Hearts and minds | 9 November 2017

Play and wit from Dame Mitsuko Uchida and aristocratic assurance from young Benjamin Grosvenor in two recent Birmingham piano recitals

issue 11 November 2017

Debussy’s Prélude à l’après-midi d’un faune begins with a sigh: a long, languorous exhalation played on the lower notes of a solo flute. The flute’s usual brightness and brilliance is gone. It’s a dusky, breathy sound, made of half-shades and velvet: the musical embodiment of luxe, calme et volupté. And it’s completely impossible to imitate on a piano. Not so much because of the tone-colour — the best pianists can create wonders — but because no piano in existence can play an unbroken melody. Wind and string players, like singers, produce and control a near-continuous stream of sound. A piano, though, is essentially a box of hammers. It hits notes, and then they decay. When a pianist seems to play a long, singing tune, they’re merely faking at a very high level. It’s a sonic trompe l’oeil.
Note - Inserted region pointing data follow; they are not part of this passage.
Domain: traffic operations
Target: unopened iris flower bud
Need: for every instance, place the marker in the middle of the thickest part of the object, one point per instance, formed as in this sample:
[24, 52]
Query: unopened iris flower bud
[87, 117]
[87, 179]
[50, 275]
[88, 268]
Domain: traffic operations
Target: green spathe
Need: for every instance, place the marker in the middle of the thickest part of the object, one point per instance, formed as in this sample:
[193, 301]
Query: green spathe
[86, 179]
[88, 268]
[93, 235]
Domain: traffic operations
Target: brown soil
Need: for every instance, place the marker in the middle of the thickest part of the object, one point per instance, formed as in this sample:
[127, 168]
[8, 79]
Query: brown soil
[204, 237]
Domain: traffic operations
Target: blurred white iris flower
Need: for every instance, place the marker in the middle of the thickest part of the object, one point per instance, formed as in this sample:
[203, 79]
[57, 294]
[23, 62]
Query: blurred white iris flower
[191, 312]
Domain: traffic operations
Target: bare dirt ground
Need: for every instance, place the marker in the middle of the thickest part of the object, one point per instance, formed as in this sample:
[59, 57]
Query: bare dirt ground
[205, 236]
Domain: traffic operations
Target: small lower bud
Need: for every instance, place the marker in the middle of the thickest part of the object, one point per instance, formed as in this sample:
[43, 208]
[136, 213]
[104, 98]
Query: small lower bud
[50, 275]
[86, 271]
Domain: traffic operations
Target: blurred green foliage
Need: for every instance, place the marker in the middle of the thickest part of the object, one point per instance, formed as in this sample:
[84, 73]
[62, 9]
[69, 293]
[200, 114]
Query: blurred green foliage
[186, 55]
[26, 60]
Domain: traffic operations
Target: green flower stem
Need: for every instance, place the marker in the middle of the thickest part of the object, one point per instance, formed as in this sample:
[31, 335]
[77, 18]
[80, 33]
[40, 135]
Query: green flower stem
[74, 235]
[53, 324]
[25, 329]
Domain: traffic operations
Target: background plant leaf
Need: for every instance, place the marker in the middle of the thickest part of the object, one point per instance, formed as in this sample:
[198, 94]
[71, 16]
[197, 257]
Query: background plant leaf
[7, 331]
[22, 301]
Benjamin Grosvenor solved the problem by dismissing it. Confronted with those opening bars, he made no attempt to imitate the sound or phrasing of a flute. Instead, they became a tiny prelude-to-the-Prélude, a preliminary running of the fingers over the keys. It was a strange transformation, and the first of many. The rippling harp figures that make Debussy’s orchestra quiver and pulse from within became sudden, glittering sprays of sound, high above the musical landscape. And Debussy’s climaxes, played as cascades of rich piano chords, inescapably suggested a peal of bells — an image that exists neither in Debussy’s original, nor the poem by Mallarmé that inspired it. Well, if you’re going to reinvent something, reinvent it thoroughly. Grosvenor played it with the glowing intensity and spacious, aristocratic assurance that he brought to this whole recital.

But why bother with a piano transcription of the Prélude at all? It’s not like there’s any shortage of original Debussy piano music.